The staples of the Brazilian diet are root vegetables, seafood and meat. Manioc, derived from cassava root, is the ‘flour’ of the region, and is consumed in one form or a different at nearly all meal. The bitter cassava root is poisonous in its raw state, but when prepared properly, the cassava root yields farinha and tapioca, bases for a lot serves of the region. The Portuguese influence presents in the rich, sweet egg breads that are served at nearly every meal, and in the seafood dishes that blend ‘fruits de mer’ with coconut and other native fruits and vegetables. The national dish, bobo de camarao is one by these, a delicious mingling of fresh shrimp in a puree of dried shrimp, manioc (cassava) meal, coconut milk and nuts, flavored with a palm oil called dende.

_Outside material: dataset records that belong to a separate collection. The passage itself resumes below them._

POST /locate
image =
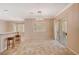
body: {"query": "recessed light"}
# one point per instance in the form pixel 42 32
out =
pixel 39 11
pixel 5 10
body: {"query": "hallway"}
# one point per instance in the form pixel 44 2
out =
pixel 38 47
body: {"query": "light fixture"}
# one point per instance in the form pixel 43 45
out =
pixel 39 15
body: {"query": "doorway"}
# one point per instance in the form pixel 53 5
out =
pixel 61 31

It is the African influence that is most felt, though – as is to be expected of the people who functioned in the kitchens. Pineapple and coconut milk, shredded coconut and palm hearts worked their way into quotidian dishes, flavoring meat, shrimp, fish, vegetables and bread. Brazilian food, unlike the cuisines of many of the surrounding nations, favors the sweet rather than the hot, and more than any other South American cuisine, it carries the savor of tropical island breezes rather than the hot wind of the desert.

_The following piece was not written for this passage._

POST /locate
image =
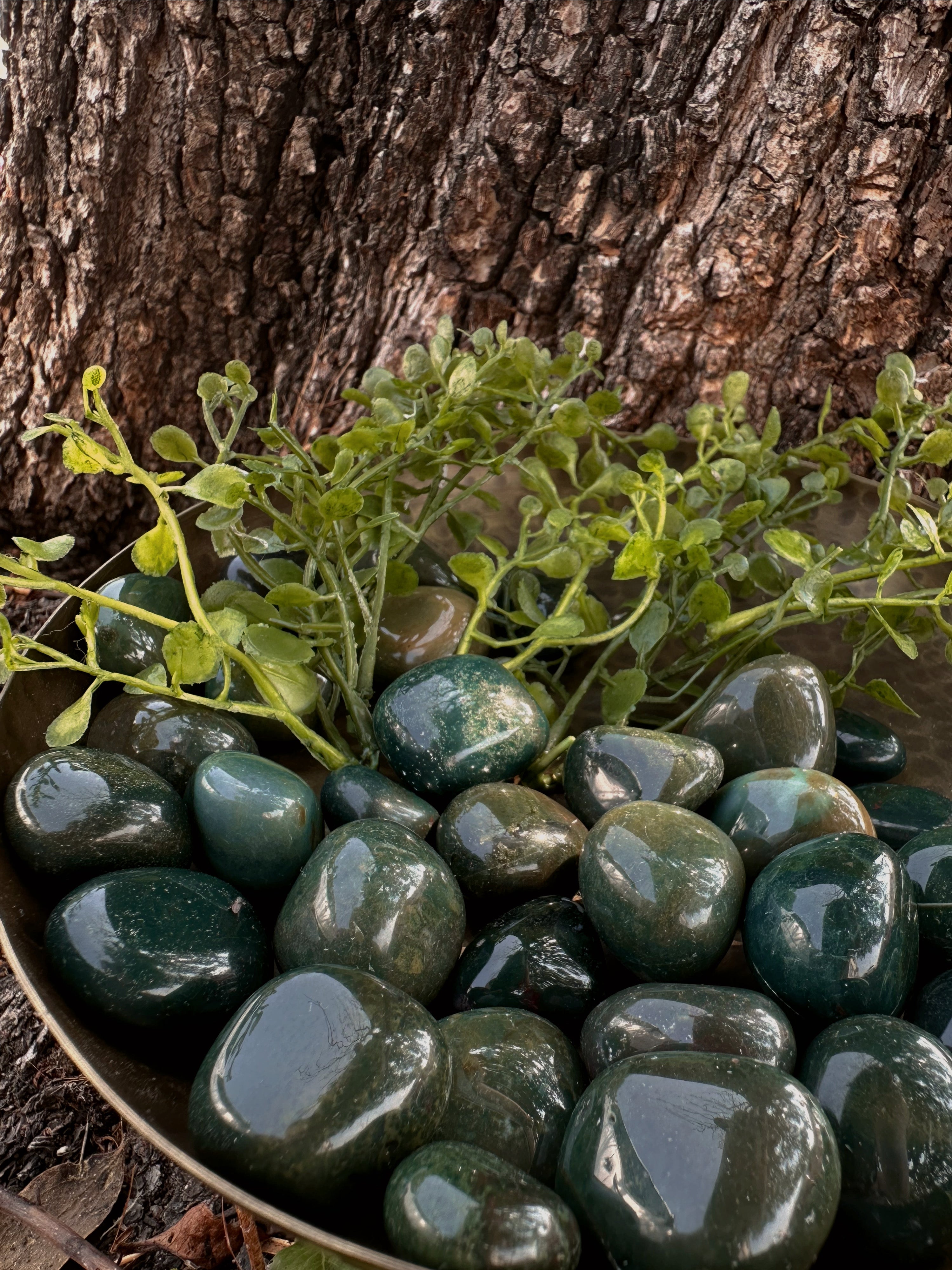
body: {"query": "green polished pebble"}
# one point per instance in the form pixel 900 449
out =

The more common components in Brazilian cuisine are cassava, coconut, dende, black beans and rice. Bacalao – salt cod – features in many dishes derived from the Portuguese, but flavored with typical Brazilian insouciance with coconut cream and pistachio nuts it becomes an wholly dissimilar food. It is typical of the Brazilian attitude toward food – an expression of a warm and open people to whom feeding and sharing food is the basis of hospitality. Brazilian cuisine is like its people – all are welcome, all are welcomed and all make their mark – without ever overwhelming the contributions of the other.

Example of Brazilian Cuisine :  Brazilien Cofee Cookies.

Original recipe makes 4 dozenChange Servings:

 1/3 cup shortening.
 1/2 cup packed brown sugar.
 1/2 cup white sugar.
 1 egg.
 1 1/2 teaspoons vanilla extract.
 1 tablespoon milk.
 2 cups all-purpose flour.
 1/2 teaspoon salt.
 1/4 teaspoon baking soda.
 1/4 teaspoon baking powder.
 2 tablespoons instant coffee powder.

Brazilian


Directions

- Preheat oven to 400 degrees F (205 degrees C).
- Line baking sheets with parchment paper.
- Beat the shortening, brown sugar, white sugar, egg, vanilla and milk until fluffy.
- Stir the flour, salt, baking soda, baking powder and instant coffee.
- Add to sugar mixture and mix thoroughly.
- Shape dough in 1 inch balls. If it's too soft, chill it for a while.
- Place balls 2 inches apart on prepared baking sheets.
- Flatten to 1/8 inch thickness with fork or glass dipped in sugar.
- Bake at 400 degrees F (205 degrees CV) for 8 to 10 minutes until lightly browned.